Franke: Ukraine could be a second India
The director of Microsoft Ukraine believes the nation will play a big role in software development. Eric Franke has been the general director of Microsoft Ukraine since December 2007. The Dutch national has more than 20 years of information technology industry experience. No stranger to Ukraine, Franke led the development of UMC, now MTS, from a mobile phone subscriber base of 400,000 to more than 11 million between 2001 and 2005. During his interview with the Kyiv Post, Franke said that Ukraine has the potential to become a second India in software development outsourcing.
KP: What is the situation in Ukraine’s software development industry today?
EF: Ukraine is a unique country when it comes to software development. There are 30,000 to 40,000 individual software developers in Ukraine. It has huge potential and is wellplaced, close to Russia and Europe. Infrastructure is relatively OK. It could be better, but it is OK. And there is a lot of intellectual potential. From our point of view – from a sales and marketing perspective we see the potential as we’re selling them the developmental tools. A number of these developers are actually working on products for Microsoft. We have identified at least 400 developers working on Microsoft products actually writing code, integrating, supporting, localizing and adapting software. Ukraine is in an exceptional position because when Microsoft looks for developers they look to the huge countries like India, Russia, China and, of course, the United States. Compared to these countries, Ukraine is relatively small, but there are a lot of good programmers here.
KP: The universities are producing highly qualified programmers?
EF: Yes, they are producing high quality programmers. When [Microsoft CEO] Steve Ballmer was here, he was surprised by a question a student asked about robotics and parallel processing. He was astonished that the student asked a question that usually only gets asked at Microsoft labs. We have formed partnerships with the 10 core universities in Ukraine. We also opened the Microsoft Innovation Center at National Taras Shevchenko University. We supply them with development tools and provide free training to help incubate talent.
KP: How mature is the software development market in Ukraine?
EF: About 85 percent of the IT (information technology) business is in hardware. Software is still is a small slice. This shows Ukraine is at the beginning of the developmental cycle. If you look at Europe, the ratio is 5060 percent hardware the remainder in software. The IT (information technology) business is growing at about 40 percent each year. We are growing even faster. Microsoft Ukraine started with four employees in 2003, and now we have 150. The growth will not slow for at least three years.
KP: Your growth is coming from which segments?
EF: The biggest growth is from solutions sales and partners. Our main target is to increase the reach of the company by working with partners. At the moment we have over 1,000 partners.
KP: What are the outsourcing trends? Is Ukraine attracting clients?

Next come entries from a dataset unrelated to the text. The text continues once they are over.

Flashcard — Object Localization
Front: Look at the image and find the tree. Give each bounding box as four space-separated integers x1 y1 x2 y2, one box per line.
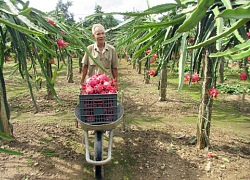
0 68 11 136
56 0 75 22
82 4 119 31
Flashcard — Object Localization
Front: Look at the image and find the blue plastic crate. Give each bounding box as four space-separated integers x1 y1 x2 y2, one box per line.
79 93 118 125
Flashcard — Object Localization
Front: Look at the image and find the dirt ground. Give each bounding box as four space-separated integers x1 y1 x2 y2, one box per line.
1 60 250 180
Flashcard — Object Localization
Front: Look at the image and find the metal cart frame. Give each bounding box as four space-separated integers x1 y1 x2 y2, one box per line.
74 103 124 179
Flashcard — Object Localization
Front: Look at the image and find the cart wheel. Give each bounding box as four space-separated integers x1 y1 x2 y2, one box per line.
95 131 103 179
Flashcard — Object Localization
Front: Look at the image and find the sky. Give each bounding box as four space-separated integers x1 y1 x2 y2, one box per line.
28 0 176 21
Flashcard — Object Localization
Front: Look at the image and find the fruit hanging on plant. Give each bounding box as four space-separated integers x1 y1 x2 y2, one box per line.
208 88 219 98
148 70 156 76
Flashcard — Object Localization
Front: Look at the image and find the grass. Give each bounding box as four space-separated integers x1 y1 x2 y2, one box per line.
40 148 58 157
41 137 55 143
27 158 33 167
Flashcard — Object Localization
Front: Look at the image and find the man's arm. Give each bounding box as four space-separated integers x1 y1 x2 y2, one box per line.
81 64 88 84
111 68 118 80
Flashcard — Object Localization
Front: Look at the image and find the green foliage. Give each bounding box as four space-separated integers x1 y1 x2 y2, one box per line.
40 148 58 157
217 4 250 19
217 83 250 94
82 4 119 31
0 132 23 155
0 132 12 140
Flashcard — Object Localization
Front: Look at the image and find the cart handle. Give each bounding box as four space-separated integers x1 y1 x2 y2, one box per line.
84 130 114 165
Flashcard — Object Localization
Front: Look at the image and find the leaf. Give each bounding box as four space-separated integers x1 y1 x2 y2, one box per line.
22 0 30 10
0 18 45 36
134 31 165 58
106 17 136 32
222 157 230 162
209 40 250 57
0 148 23 156
227 49 250 60
19 7 32 15
176 0 215 33
130 28 160 46
162 33 182 45
135 16 185 29
171 134 177 138
85 3 180 20
217 6 250 19
219 0 245 43
4 0 48 35
188 18 250 50
28 35 56 56
167 146 175 153
0 132 13 140
188 136 197 144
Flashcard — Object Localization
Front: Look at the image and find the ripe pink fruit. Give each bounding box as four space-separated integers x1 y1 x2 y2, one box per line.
208 88 219 98
46 18 55 26
97 73 109 83
5 56 10 62
239 72 247 80
145 49 151 54
85 85 94 94
148 70 156 76
192 73 200 82
108 88 117 94
184 73 199 83
207 152 213 158
103 81 111 86
86 77 99 87
150 59 156 63
57 39 69 47
188 38 194 44
94 83 103 93
247 32 250 39
60 30 65 34
184 74 191 83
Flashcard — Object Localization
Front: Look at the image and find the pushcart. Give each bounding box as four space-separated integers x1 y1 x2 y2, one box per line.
74 102 124 179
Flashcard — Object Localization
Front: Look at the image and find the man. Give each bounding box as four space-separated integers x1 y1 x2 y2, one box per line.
80 24 119 135
81 24 119 84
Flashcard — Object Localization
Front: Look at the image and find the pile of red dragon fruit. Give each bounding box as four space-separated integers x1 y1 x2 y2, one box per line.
81 74 118 95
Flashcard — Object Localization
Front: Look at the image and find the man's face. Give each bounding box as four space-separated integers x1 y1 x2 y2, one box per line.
92 26 106 44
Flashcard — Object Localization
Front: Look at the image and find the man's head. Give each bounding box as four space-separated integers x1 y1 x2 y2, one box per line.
92 24 106 45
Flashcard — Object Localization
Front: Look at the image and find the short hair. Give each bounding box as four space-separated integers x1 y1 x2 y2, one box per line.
92 24 105 34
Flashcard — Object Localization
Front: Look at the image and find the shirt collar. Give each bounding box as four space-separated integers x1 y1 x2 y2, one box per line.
94 42 109 52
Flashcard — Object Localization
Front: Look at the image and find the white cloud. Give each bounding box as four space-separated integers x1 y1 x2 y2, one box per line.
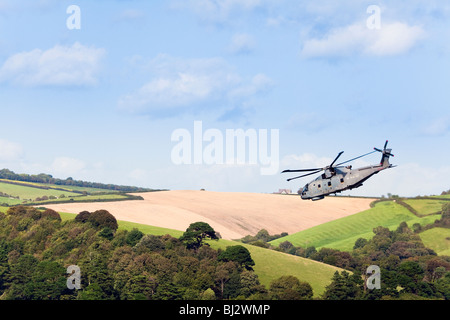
281 153 333 172
118 55 272 115
0 139 23 161
301 21 425 58
128 168 149 182
173 0 263 23
422 116 450 136
51 157 86 177
228 73 273 99
227 33 256 54
349 162 450 198
0 42 105 87
118 9 145 21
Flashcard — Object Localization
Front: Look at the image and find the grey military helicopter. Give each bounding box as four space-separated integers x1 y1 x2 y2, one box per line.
282 140 395 201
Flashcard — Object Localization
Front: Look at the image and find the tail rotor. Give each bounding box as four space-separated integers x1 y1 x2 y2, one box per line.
374 140 394 166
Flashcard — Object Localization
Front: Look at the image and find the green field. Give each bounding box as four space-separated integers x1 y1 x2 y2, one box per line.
270 200 442 252
403 198 448 215
420 228 450 256
0 179 137 206
0 181 79 203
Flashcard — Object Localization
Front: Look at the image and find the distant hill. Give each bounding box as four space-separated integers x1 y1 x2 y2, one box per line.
0 169 164 207
0 168 157 193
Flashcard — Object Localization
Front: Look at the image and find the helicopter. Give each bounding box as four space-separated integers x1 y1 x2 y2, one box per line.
281 140 395 201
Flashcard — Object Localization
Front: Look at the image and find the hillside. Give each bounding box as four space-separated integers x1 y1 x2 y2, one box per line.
0 173 155 207
44 190 374 240
269 200 443 251
207 239 344 297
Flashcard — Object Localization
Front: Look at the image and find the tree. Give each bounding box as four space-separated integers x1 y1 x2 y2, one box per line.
78 283 105 300
41 209 61 221
443 203 450 218
218 245 255 270
239 270 267 298
214 261 233 298
322 271 363 300
126 228 144 247
87 209 118 231
29 261 67 300
200 288 216 300
435 273 450 300
354 237 368 250
397 261 424 294
179 222 218 250
6 254 39 299
135 234 166 253
75 211 91 223
269 275 313 300
278 241 294 252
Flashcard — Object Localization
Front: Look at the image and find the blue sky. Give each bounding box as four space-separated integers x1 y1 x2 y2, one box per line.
0 0 449 197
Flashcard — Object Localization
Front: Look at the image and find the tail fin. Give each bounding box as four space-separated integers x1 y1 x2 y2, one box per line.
374 140 394 168
380 148 392 167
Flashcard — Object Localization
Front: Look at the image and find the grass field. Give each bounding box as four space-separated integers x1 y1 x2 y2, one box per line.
403 198 448 215
36 193 133 205
420 228 450 256
0 179 136 206
269 200 442 252
0 181 79 202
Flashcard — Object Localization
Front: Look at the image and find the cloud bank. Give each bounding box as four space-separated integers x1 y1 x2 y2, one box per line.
0 42 105 87
301 22 425 58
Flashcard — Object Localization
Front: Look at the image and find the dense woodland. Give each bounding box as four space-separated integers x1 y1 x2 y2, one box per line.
0 206 312 300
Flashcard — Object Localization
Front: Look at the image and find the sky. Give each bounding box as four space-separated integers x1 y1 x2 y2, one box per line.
0 0 449 197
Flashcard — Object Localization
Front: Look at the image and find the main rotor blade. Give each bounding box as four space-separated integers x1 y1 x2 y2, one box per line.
374 147 383 152
281 168 322 173
287 170 322 182
384 140 388 149
329 151 344 168
336 150 376 166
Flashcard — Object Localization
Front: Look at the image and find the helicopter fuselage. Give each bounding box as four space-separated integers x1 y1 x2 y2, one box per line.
299 164 393 200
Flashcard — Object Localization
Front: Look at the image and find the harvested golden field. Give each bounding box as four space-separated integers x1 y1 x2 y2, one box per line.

EF: Outsourcing represents about 80 percent of software development work in Ukraine. That can be anything from integration jobs, quality assurance and conversion projects. They come because the high quality work is less expensive than it would be in the U.S. or Western Europe. Ukrainians are hard working people who know how to work towards targets. They know how to dig into the earth. They know how to do things with their own hands and, in this case, their brains.
KP: Is there a “brain drain” problem?
EF: The IT (information technology) job market is overheated at the moment. It is no longer an employers’ market. It is a job candidate’s market. We see that in our company as well. Talented people with Microsoft on their resume can get any job they like.
KP: How is the piracy situation today?
EF: It is a problem. No company would dream about launching a product here because the next day it will be pirated. The piracy rate in Ukraine is 83 percent of the installed base. Last year it was 84 percent, so it is a huge problem that is not improving quickly. We do see improvement with the big companies, but small and medium sized companies, companies with five to 50 computers, are a challenge.
KP: Where do you see the software development market in five to 10 years?
EF: While Ukraine isn’t as big as India, I think it can play a big role in outsourcing and development. Looking at the potential, looking at the 40 percent annual growth, I think Ukraine could be a second India. It has all the ingredients: huge intellectual capital and proximity to the West.